Monday, August 4, 2008

Eph 1:3

How we praise God, the Father of our Lord Jesus Christ, who has blessed us with every spiritual blessing in the heavenly realms because we belong to Christ.

It has been a while since my last post, not because I don't have things to Praise God for, I just have been in a funk. But, this weekend my sister Nicolle sang the song "I Belong" by Kathryn Scott. She did an amazing job as usual, but as she was singing it I was so moved by the fact that I belong to God. It is something to be so thankful for and to be so proud of. One way I can think in our terms is when you are a newlywed and you are so proud to belong to your new husband. You just feel so enthralled with them and the fact that you belong to them. I felt that way about my relationship with the Lord after hearing this song. I am so thankful that I belong to God, my savior, redeemer and friend. And, I am amazed that nothing can separate me from His love! How amazing. Read Below...

I Belong (Verse 1) Not angels nor demons No power on earth or Heaven Not distance nor danger No trouble now or ever Nothing can take me from Your great love Forever this truth remains (Chorus) I belong Belong to You I belong Belong to You (Verse 2) Not hardship nor hunger No pain or depth of sorrow Not weakness nor failure No broken dream or promise Forever this truth remains Mildred Rainey and Kathryn Scott © 2007 Vertical Worship Songs c/o Integrity Media, Inc., 1000 Cody Road, Mobile, AL 36695 All rights reserved. Used by Permission. CCLI#5064067

Tuesday, July 22, 2008

Isaiah 25:1

O LORD, you are my God; I will exalt you and praise your name, for in perfect faithfulness you have done marvelous things, things planned long ago.

As I wrote in an earlier post, there were some challenges that arose with the adoption process of my nephew. After much prayer and hanging onto the promises God had given us we have seen His faithfulness once again. I love this verse because it is a good reminder that God has things planned out, long before they are even distant thoughts in our mind. I am so thankful that even when we feel like things are unraveling before us, God knows the ultimate plan, the finale to our story and he has our absolute best interest in mind. 

Saturday, July 19, 2008

Psalm 106:12

Then they believed his promises and sang his praise.

The last couple of days have been interesting (to say the least). Our family has been met with some unexpected challenges.
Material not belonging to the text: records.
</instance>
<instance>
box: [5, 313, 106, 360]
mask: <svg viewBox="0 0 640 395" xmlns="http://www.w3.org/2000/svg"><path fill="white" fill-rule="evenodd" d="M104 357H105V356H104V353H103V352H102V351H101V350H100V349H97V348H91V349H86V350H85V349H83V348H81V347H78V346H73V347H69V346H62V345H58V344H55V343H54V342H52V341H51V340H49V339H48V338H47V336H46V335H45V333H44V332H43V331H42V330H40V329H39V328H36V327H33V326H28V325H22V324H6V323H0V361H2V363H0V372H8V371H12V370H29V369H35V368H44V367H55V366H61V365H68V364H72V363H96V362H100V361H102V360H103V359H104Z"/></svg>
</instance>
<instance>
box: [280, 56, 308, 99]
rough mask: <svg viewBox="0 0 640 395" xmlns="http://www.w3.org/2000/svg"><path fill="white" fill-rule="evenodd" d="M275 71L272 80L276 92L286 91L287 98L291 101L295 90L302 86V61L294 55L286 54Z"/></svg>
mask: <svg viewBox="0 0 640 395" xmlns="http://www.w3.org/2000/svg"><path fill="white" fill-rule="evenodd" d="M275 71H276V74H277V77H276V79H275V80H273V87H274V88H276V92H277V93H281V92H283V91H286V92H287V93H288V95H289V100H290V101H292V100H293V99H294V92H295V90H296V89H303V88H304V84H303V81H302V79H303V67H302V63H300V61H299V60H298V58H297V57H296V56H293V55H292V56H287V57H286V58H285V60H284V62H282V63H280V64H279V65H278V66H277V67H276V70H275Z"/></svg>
As we began to pray, the Lord began to give us promises about the situation. I am praising in advance, because I believe His promises are true and I know that they will be fulfilled. Praise be to God, our Rock and our Redeemer!

Thursday, July 17, 2008

Psalm 96:2

Sing to the LORD, praise his name; 
       proclaim his salvation day after day.
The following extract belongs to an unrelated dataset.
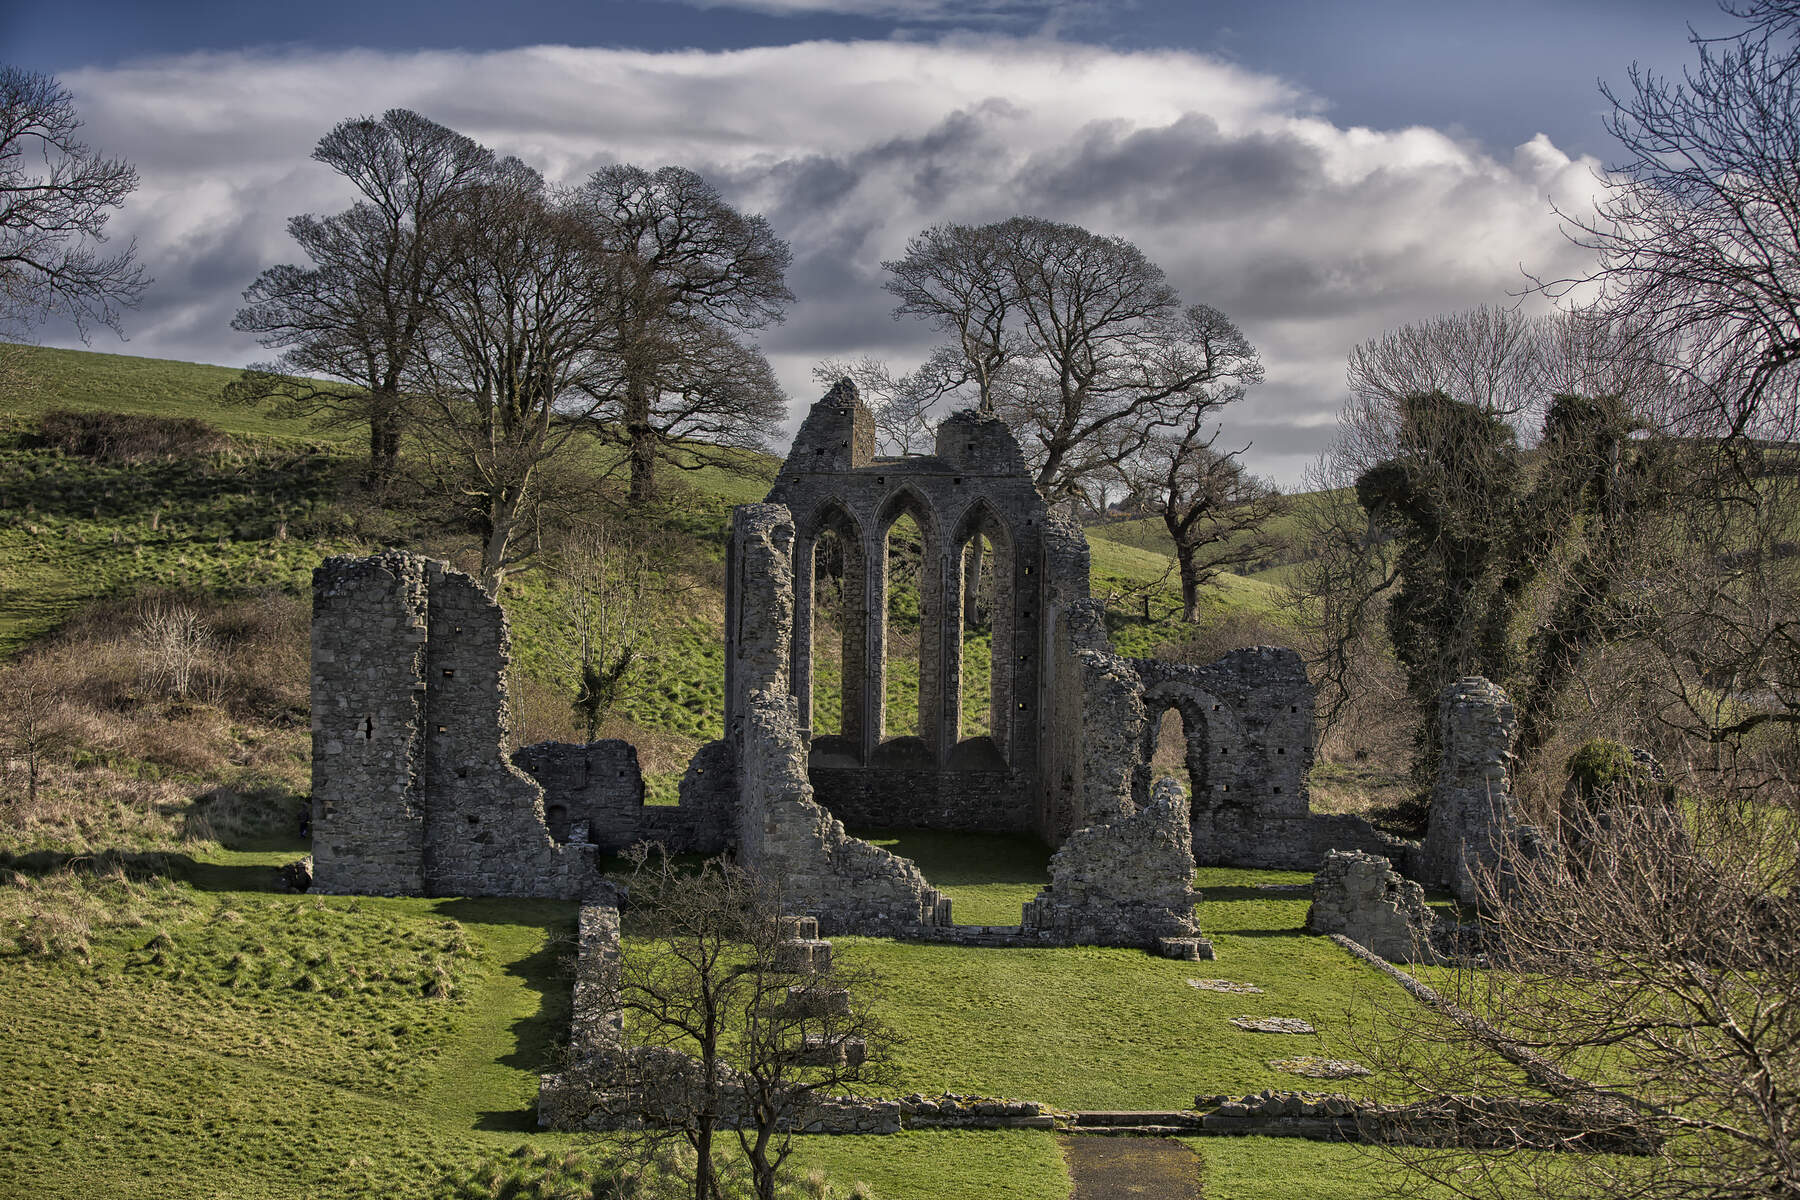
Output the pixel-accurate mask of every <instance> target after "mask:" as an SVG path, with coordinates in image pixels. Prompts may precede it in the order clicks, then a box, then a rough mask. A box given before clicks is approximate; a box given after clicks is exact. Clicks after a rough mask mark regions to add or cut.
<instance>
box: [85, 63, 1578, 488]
mask: <svg viewBox="0 0 1800 1200" xmlns="http://www.w3.org/2000/svg"><path fill="white" fill-rule="evenodd" d="M68 81H70V85H72V86H74V88H76V92H77V97H81V106H83V113H85V115H86V117H88V122H90V128H88V131H86V133H88V135H90V140H92V142H94V144H95V146H101V148H104V149H106V151H108V153H122V155H126V157H128V158H131V160H133V162H135V164H137V166H139V169H140V175H142V187H140V191H139V194H135V196H133V198H131V201H130V205H128V209H126V210H124V212H122V214H121V216H119V218H117V232H119V236H121V237H126V236H137V241H139V246H140V254H142V257H144V263H146V266H148V268H149V272H151V273H155V275H157V281H158V282H157V286H155V288H153V290H151V291H149V293H148V297H146V302H144V308H142V309H140V311H139V313H135V315H131V317H130V320H128V327H130V329H131V333H133V338H135V340H133V344H131V347H130V349H131V351H133V353H146V354H158V356H171V358H194V360H202V362H223V363H245V362H254V360H259V358H266V356H268V351H265V349H261V347H257V345H256V342H254V340H252V338H247V336H243V335H236V333H232V331H230V317H232V313H234V311H236V309H238V306H239V304H241V291H243V288H245V286H248V282H250V281H252V279H254V277H256V275H257V272H261V270H263V268H266V266H270V264H274V263H283V261H292V259H293V257H295V248H293V246H292V243H290V241H288V237H286V230H284V225H286V218H288V216H292V214H295V212H333V210H337V209H342V207H344V205H346V203H347V201H349V194H347V189H346V185H344V184H342V182H340V180H337V178H335V176H333V175H331V173H329V171H328V169H326V167H322V166H319V164H311V162H310V160H308V155H310V151H311V146H313V142H315V140H317V139H319V137H320V135H322V133H324V131H326V130H329V128H331V124H335V122H337V121H340V119H344V117H349V115H356V113H380V112H383V110H385V108H391V106H409V108H418V110H419V112H425V113H427V115H430V117H434V119H437V121H441V122H445V124H450V126H454V128H459V130H463V131H464V133H470V135H472V137H477V139H481V140H482V142H486V144H490V146H493V148H495V149H500V151H504V153H515V155H518V157H520V158H524V160H526V162H529V164H533V166H536V167H540V169H544V171H545V175H547V176H549V178H553V180H556V182H565V184H578V182H581V178H585V176H587V175H589V173H590V171H594V169H596V167H599V166H603V164H607V162H635V164H639V166H646V167H655V166H662V164H670V162H675V164H682V166H689V167H693V169H697V171H700V173H702V175H706V176H707V178H711V180H715V182H716V184H718V187H720V189H722V191H724V193H725V196H727V198H729V200H733V203H738V205H742V207H743V209H747V210H754V212H763V214H765V216H769V219H770V223H772V225H774V228H776V232H778V234H779V236H783V237H785V239H788V241H790V243H792V246H794V268H792V273H790V277H788V284H790V288H792V290H794V293H796V297H797V302H796V304H794V308H792V309H790V315H788V320H787V322H785V324H783V326H776V327H772V329H769V331H765V333H763V335H761V344H763V345H765V349H767V351H769V353H770V358H772V362H774V363H776V369H778V374H779V378H781V381H783V383H785V387H788V390H790V394H794V396H796V398H797V399H810V398H812V396H815V394H817V389H815V387H814V383H812V380H810V369H812V365H814V363H815V362H817V360H821V358H841V356H853V354H878V356H887V358H891V360H893V363H895V365H896V367H898V369H909V367H911V365H914V363H916V362H918V360H920V358H922V356H923V354H925V353H927V349H929V345H931V340H932V333H931V329H929V327H925V326H923V324H922V322H918V320H911V318H909V320H902V322H896V320H893V299H891V297H889V295H887V293H886V291H882V286H880V284H882V279H884V275H882V270H880V263H882V261H884V259H893V257H898V255H900V254H902V252H904V248H905V241H907V237H909V236H913V234H916V232H918V230H922V228H925V227H929V225H932V223H938V221H968V223H979V221H994V219H1003V218H1006V216H1012V214H1015V212H1031V214H1037V216H1046V218H1051V219H1066V221H1076V223H1082V225H1087V227H1089V228H1094V230H1096V232H1103V234H1118V236H1125V237H1130V239H1132V241H1136V243H1138V245H1139V246H1141V248H1143V250H1145V254H1148V255H1150V257H1152V261H1156V263H1159V264H1161V266H1163V268H1165V270H1166V272H1168V275H1170V281H1172V282H1174V284H1175V286H1177V288H1181V291H1183V295H1184V297H1186V299H1188V300H1206V302H1210V304H1217V306H1219V308H1222V309H1224V311H1228V313H1229V315H1231V317H1233V318H1235V320H1238V324H1240V326H1242V327H1244V331H1246V333H1247V335H1249V336H1251V340H1253V342H1255V344H1256V345H1258V349H1260V351H1262V354H1264V362H1265V363H1267V369H1269V381H1267V383H1265V385H1264V387H1260V389H1256V390H1255V392H1253V396H1251V399H1249V401H1246V403H1244V405H1240V408H1242V414H1240V417H1242V421H1244V423H1246V425H1244V428H1246V430H1255V437H1253V441H1255V443H1256V448H1255V450H1253V453H1251V464H1253V468H1255V470H1262V471H1278V473H1282V475H1289V477H1291V475H1296V473H1298V464H1300V462H1301V459H1303V457H1305V455H1303V450H1305V448H1312V450H1316V448H1319V446H1323V444H1325V441H1327V439H1328V434H1330V419H1332V414H1334V412H1336V408H1337V401H1339V396H1341V390H1343V356H1345V353H1346V351H1348V349H1350V347H1352V345H1355V344H1357V342H1359V340H1363V338H1368V336H1373V335H1375V333H1381V331H1382V329H1384V327H1390V326H1393V324H1400V322H1406V320H1417V318H1420V317H1426V315H1431V313H1433V311H1444V309H1454V308H1467V306H1472V304H1480V302H1494V300H1505V297H1507V291H1508V290H1512V288H1517V286H1519V281H1521V275H1519V263H1521V261H1523V263H1528V264H1534V266H1561V264H1564V263H1566V255H1568V246H1566V243H1562V241H1561V237H1559V236H1557V232H1555V223H1553V219H1550V216H1548V210H1546V200H1544V198H1546V194H1555V196H1559V198H1561V200H1562V201H1564V203H1580V201H1582V200H1584V196H1586V194H1588V193H1591V191H1593V189H1595V182H1593V178H1591V175H1589V166H1591V164H1586V162H1571V160H1570V158H1568V157H1566V155H1562V153H1561V151H1559V149H1557V148H1555V146H1552V144H1550V142H1548V140H1546V139H1537V140H1534V142H1528V144H1526V146H1521V148H1519V149H1517V151H1514V153H1512V157H1510V158H1496V157H1490V155H1485V153H1483V151H1480V149H1478V148H1471V146H1467V144H1463V142H1458V140H1456V139H1451V137H1445V135H1442V133H1436V131H1433V130H1397V131H1370V130H1343V128H1337V126H1334V124H1330V122H1328V121H1325V119H1323V117H1319V115H1318V106H1316V103H1312V101H1310V99H1309V97H1305V95H1303V94H1298V92H1296V90H1294V88H1292V86H1289V85H1285V83H1282V81H1280V79H1273V77H1269V76H1258V74H1253V72H1246V70H1242V68H1237V67H1231V65H1226V63H1219V61H1215V59H1208V58H1204V56H1193V54H1175V52H1147V54H1120V52H1109V50H1100V49H1094V47H1073V45H1067V43H1049V41H1013V40H992V38H990V40H949V41H941V43H931V45H925V43H898V41H880V43H848V45H846V43H801V45H788V47H769V49H758V50H738V52H727V54H706V52H671V54H648V52H628V50H590V49H569V47H535V49H526V50H508V52H493V54H452V52H418V54H373V52H364V50H356V52H344V54H283V56H266V54H265V56H257V54H241V56H230V54H207V56H189V58H182V59H167V61H158V63H137V65H131V67H126V68H119V70H88V72H74V74H72V76H70V79H68ZM1559 255H1562V257H1561V259H1559ZM49 340H52V342H54V340H67V333H65V335H61V336H59V335H58V333H56V331H52V333H50V336H49ZM794 416H797V410H796V414H794ZM1237 419H1238V414H1235V416H1233V419H1229V421H1228V423H1226V437H1228V439H1233V437H1237V439H1238V441H1242V439H1244V437H1242V435H1240V434H1238V430H1237V428H1235V423H1237Z"/></svg>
This week I have been on vacation. We went to San Diego and as we passed by some familiar places I started to get sad as I was reminiscing about some places my Uncle Guy had taken us. We had some fun vacation times together. But as soon as I started getting sad a song welled up in my heart. The words are: Thou oh Lord art a shield about me your my glory, You're the lifter of my head, hallelujah your the lifter of my head. I haven't heard that song in ages, but it is amazing how God knows just what you need, just when you need it. Every time I started to get sad this song just started playing in my head, (and Scott's too because I began singing it out loud in the car several times.) I am so thankful to be in relationship with a God who lift's our head, carries our burdens and knows just what we need.